Menag menjelaskan, model nasionalisme Indonesia yang bersandar pada Pancasila memungkinkan kehidupan beragama yang harmonis dan berakar pada nilai-nilai lokal. Ia menegaskan pentingnya mengindonesiakan ajaran agama agar sesuai dengan konteks sosial budaya Nusantara, bukan meniru mentah-mentah praktik luar.
“Islam bukan dari Indonesia, Hindu bukan dari Indonesia, Kristen pun bukan. Tapi semua bisa tumbuh dalam konteks kebudayaan Indonesia. Di sinilah pentingnya proses indonesianisasi ajaran, bukan arabisasi, indiaisasi, atau westernisasi,” imbuhnya.
Menag juga menyoroti posisi Indonesia sebagai model Islam moderat yang mampu berdialog dengan demokrasi. Ia menilai, di tengah meningkatnya ekstremisme global, Islam Indonesia menjadi cahaya baru dari Timur yang mempertemukan iman, kebudayaan, dan kemanusiaan.
Wamenag: Ormas Islam Penjaga Konsensus Kebangsaan
Dalam kesempatan yang sama, Wakil Menteri Agama Romo H. R. Muhammad Syafi’i menegaskan bahwa Pancasila, UUD 1945, dan NKRI adalah konsensus final yang harus dijaga bersama, terutama oleh ormas Islam sebagai kekuatan sosial yang telah berperan dalam sejarah kebangsaan.

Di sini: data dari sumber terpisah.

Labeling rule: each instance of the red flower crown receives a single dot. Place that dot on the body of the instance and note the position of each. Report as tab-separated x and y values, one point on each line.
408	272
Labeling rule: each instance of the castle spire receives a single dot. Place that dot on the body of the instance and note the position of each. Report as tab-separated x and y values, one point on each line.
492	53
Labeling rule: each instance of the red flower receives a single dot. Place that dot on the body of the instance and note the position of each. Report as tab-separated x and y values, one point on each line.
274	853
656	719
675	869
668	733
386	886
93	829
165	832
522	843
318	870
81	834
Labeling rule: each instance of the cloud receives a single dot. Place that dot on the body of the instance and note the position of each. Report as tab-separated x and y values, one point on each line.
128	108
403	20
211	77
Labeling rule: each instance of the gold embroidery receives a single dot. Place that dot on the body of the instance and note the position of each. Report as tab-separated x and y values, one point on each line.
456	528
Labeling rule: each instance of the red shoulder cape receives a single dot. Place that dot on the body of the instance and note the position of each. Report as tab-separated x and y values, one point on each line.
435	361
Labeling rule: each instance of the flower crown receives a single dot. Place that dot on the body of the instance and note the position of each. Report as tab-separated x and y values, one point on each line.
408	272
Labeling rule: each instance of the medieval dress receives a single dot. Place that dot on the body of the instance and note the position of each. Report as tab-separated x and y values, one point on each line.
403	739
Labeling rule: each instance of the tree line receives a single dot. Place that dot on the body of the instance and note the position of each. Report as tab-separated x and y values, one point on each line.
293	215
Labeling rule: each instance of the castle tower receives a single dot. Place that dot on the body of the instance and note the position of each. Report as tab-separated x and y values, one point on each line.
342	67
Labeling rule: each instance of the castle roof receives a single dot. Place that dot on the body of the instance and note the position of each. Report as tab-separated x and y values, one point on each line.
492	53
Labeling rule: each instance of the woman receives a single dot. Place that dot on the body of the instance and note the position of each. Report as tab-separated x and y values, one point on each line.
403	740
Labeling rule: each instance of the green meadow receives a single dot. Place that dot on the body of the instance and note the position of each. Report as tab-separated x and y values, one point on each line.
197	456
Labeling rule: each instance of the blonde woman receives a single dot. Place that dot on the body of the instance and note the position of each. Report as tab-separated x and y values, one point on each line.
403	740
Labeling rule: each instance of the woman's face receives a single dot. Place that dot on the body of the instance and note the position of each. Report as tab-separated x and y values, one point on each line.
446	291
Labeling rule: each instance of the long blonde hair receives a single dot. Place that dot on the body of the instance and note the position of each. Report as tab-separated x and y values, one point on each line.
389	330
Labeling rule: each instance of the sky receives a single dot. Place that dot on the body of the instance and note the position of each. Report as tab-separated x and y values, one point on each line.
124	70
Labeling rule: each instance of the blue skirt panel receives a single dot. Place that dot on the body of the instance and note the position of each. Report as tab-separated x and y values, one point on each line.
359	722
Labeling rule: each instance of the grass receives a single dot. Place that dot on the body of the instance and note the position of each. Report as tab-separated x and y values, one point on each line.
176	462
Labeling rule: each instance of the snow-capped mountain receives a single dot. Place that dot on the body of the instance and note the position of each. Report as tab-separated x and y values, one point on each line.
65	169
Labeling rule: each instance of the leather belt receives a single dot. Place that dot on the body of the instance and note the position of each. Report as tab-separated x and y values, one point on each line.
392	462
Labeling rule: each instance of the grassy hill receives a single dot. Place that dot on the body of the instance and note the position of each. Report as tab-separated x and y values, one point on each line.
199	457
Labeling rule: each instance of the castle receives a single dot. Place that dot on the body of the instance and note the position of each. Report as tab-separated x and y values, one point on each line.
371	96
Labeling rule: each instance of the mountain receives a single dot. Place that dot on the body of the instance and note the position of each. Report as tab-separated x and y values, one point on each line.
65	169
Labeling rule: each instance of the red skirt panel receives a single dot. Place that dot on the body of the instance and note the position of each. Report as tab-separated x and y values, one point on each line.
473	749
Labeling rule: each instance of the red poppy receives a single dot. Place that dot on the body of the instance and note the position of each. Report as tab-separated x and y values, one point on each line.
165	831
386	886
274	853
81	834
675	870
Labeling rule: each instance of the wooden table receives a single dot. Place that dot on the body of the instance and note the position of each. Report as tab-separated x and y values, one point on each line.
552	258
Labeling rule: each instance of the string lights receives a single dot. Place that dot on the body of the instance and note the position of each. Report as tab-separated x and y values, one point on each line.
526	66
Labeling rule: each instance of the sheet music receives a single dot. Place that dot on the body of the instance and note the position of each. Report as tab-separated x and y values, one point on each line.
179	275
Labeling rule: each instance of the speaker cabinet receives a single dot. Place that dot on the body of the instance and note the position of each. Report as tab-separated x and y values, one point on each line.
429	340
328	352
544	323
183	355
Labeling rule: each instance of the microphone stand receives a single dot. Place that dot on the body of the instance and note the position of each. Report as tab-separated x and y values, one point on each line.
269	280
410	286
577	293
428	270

“Penerimaan umat Islam terhadap Pancasila dan UUD 1945 adalah kontribusi historis dalam mendirikan Republik ini. Itu bukan produk kompromi, tetapi amanat perjuangan,” ujar Romo Syafi’i.
Ia mengingatkan bahaya ideologi transnasional dan politik identitas yang kerap memanfaatkan agama sebagai alat polarisasi. “Ormas Islam harus jadi filter, bukan fasilitator. Jangan biarkan agama dijadikan alat untuk memecah persatuan,” tegasnya.
Romo Syafi’i juga mengajak generasi muda untuk mewarisi semangat nasionalisme yang religius. “Jadilah santri yang nasionalis, atau nasionalis yang berspirit santri. Itulah kekuatan kita sebagai bangsa,” ucapnya.
Moderasi dan Dialog sebagai Pilar
Direktur Jenderal Bimbingan Masyarakat Islam, Abu Rokhmad, menambahkan bahwa dialog antar-ormas merupakan bentuk nyata sinergi antara negara dan masyarakat sipil berbasis keagamaan. Menurutnya, ormas Islam bukan hanya pewaris nilai spiritual, tapi juga aktor strategis dalam membangun peradaban yang moderat dan inklusif.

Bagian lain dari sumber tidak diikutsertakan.